Culture of Racial Tensions in the American South the Jena 6

If you were to lock up everyone complicit in the racially charged beating in Jena, Louisiana you would have to build a wall around the city. It has often been said that “Society is to blame” for various repugnant crimes. In many cases this is a hollow, baseless excuse. In this particular instance the outdated, segregated society of the Deep South is to blame. Just as no one gets a ticket the first time they exceed the speed limit, so too did a series of poor decisions lead inexorably to this violent end. The tradition of Tolerance for Intolerance was established and allowed to flourish. This cannot be permitted to continue.

The line of guilty characters begins with the school administration. They permitted an unofficial Zone of Exclusivity to exist on public property. College educated men and women should know better. This is the 21st century not the Jim Crow South. The Black citizens of Jena also share in the blame for tolerating such a divisive icon to last more than a week. Some one should have taken a chainsaw to that thing one moonless night. The White Community knows the role they played in perpetuating this provocation.

The only person with a passing grade in this scholastic exercise is the boy who began it all. He recognized the problem represented by this Zone of Exclusion and challenged it. Not in a confrontational manner, he did it the right way. He asked the school for permission to sit under the “Whites Only” tree.

Kudos to the administration for giving that permission, but hold on a minute. Why did they fail to anticipate the problem the tree caused in the first place? Why did they not foresee the fallout from giving a Black youth permission to violate that tradition? And why did they not take action to prevent violence or take down the nooses? The image of the National Guard at an Alabama school comes to mind here.

This is not an isolated case, but it is the first unambiguous glimpse of the the Great Racial Divide to hit the mainstream media in over thirty years. This has created an opportunity to shift the focus of the Black community from divisive political wrangling and to organize for political power in issues that actually concern US! The argument over Iraq, Iran and Afghanistan suddenly pale compared to the revelation of discrimination in our own backyard. I am less interested in CIA leaks than in finding out why these boys were treated so badly. Do we care more about Alberto Gonzales firing rich lawyers, or do we care if our sons can face criminal charges at our local school?

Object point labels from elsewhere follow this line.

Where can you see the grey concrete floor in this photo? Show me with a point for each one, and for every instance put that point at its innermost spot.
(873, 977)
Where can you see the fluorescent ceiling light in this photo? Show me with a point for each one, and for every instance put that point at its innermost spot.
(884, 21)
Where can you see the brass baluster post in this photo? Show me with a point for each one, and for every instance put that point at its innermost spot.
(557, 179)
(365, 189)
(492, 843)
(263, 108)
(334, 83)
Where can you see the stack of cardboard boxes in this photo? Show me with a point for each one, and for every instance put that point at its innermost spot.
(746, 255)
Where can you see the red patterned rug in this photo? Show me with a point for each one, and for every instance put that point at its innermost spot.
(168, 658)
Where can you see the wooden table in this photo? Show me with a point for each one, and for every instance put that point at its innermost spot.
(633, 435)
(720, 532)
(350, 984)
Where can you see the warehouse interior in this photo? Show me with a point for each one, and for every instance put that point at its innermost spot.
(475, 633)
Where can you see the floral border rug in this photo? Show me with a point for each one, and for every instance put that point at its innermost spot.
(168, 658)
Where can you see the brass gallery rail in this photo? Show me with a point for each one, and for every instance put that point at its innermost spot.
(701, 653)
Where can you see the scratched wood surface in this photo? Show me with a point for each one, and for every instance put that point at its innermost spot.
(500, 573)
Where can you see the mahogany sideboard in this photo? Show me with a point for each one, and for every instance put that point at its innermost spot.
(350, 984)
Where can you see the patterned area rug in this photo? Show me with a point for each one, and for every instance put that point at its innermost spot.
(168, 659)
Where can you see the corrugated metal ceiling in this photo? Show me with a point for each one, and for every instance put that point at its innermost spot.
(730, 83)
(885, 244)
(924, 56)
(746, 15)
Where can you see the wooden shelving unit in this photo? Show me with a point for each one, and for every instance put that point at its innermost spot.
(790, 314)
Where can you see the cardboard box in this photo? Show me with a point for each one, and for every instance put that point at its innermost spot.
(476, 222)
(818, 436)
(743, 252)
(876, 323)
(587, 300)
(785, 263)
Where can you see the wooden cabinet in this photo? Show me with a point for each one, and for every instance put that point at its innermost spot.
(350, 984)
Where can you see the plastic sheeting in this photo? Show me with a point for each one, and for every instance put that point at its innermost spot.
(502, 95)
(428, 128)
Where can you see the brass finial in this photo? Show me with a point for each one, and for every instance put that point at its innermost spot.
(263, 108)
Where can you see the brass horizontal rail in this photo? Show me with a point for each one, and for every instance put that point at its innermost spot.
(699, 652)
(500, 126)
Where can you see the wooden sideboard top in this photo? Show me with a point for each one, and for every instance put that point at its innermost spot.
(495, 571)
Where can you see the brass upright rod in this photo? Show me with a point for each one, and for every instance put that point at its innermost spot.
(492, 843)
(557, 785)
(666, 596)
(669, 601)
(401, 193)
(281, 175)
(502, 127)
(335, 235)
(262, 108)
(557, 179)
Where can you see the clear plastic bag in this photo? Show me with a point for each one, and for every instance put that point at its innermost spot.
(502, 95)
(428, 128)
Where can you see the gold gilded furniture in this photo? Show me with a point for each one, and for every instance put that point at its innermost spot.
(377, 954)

Black America needs to take away two things from this incident. First, this is not the fifties South. We have the Internet, we have digital cameras in almost every pocket. If any Southern small town has a policy of exclusion it should be exposed on the world wide web. Our Black organizations should quickly act to reverse the discriminatory act or at least expose the crime. Next Blacks should demand an answer from politicians courting the Black vote. Hillary and Barak are each counting on our vote yet neither has commented on the Jena Injustice. We need to hold ourselves, our children and “our” party responsible for ending Racial Discrimination in all public places, now.